/SQL-File-Parser

A text parser that takes in a .sql file and extracts information about the database, presenting it graphically for the purpose of database analysis and documentation.

Primary LanguagePython

Project Overview

This project aims for generation a visual documentation for SQL-based databases. The programming language used is Python, the methodology used for query processing is Regular Expressions, and the library used for graphing is Graphviz. Using the 're' library for RegEx, go through the *.sql file and find table names and then search for the relations between tables and each other, the type of the relations, and the Data flow inside the DataBase.

Project Steps & Functionalities in Details

Finding DataBase Objects (completed)

The input given to the program is the path to the *.sql file containing the queries that construct our database, and the DataBase objects that the user want to retrieve, such as Trigger, View, Table, Procedure, etc. Then, the program reads the lines inside the *.sql file and loop through them. For each line, we use certain regular expression to find the DataBase object and its type. After finding them, we store them in dictionaries to present all the objects of the same type together in one dictionary.

This step can be found in Parser.py in find-type-() methods.

Finding Relations Between Tables (In Progress)

In this part, we try to find the relation between each table and all the other tables and their types. There are three types of relations:

  • Defined Joins: LEFT (OUTER) JOINS, RIGHT (OUTER) JOINS, (INNER) JOINS

In this type, tables are connected using directly defined joins, as mentioned above there are different types of them. An example: SELECT * FROM TABLE1 INNER JOIN TABLE2 ON .. LEFT JOIN TABLE3 ...;

  • Correlations: Relations between tables on a certain column.
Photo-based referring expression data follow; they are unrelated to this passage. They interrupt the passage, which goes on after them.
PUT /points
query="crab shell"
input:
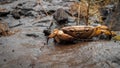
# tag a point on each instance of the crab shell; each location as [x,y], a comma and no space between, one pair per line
[59,36]
[79,32]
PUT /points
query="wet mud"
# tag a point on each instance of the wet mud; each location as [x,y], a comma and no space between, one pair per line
[28,49]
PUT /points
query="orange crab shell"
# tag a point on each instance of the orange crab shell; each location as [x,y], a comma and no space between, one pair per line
[59,35]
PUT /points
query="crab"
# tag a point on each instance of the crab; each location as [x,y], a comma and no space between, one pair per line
[71,33]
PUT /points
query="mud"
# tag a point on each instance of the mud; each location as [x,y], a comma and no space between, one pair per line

Example: SELECT * FROM TABLE1 AS A, TABLE2 AS B WHERE A.COLUMN_NAME = B.COLUMN_NAME;

  • SubQueries: Relations between tables on a certain column.

Example: SELECT * FROM TABLE1 AS A WHERE A.COLUMN_NAME IN (SELECT * FROM TABLE2 AS B WHERE B.COLUMN_NAME = VALUE)
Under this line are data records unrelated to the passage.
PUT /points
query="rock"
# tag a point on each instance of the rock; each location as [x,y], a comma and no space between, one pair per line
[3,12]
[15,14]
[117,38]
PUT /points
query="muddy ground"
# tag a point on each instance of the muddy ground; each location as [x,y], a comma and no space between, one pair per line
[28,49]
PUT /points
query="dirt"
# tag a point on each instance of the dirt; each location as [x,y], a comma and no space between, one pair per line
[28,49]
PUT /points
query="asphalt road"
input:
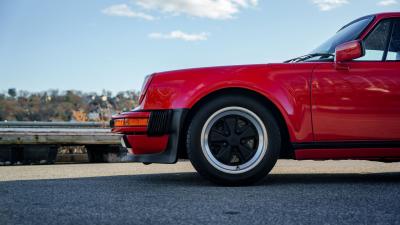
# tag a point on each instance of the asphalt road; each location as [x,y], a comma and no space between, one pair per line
[341,192]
Some queries combine more than one relation type. Example:

SELECT a.studentid, a.name, b.total_marks FROM student a, marks b WHERE a.studentid = b.studentid AND b.total_marks > (SELECT total_marks FROM marks WHERE studentid = 'V002');


In this part, I tried to catch as much as possible but unfortunately I was always limited by the very unlimited variety of SQL Queries that was very hard to capture, and the context-less Regular Expressions so it was quite hard to separate each query accurately. This what I tried to solve in the Parser.py in findJoins(...) function.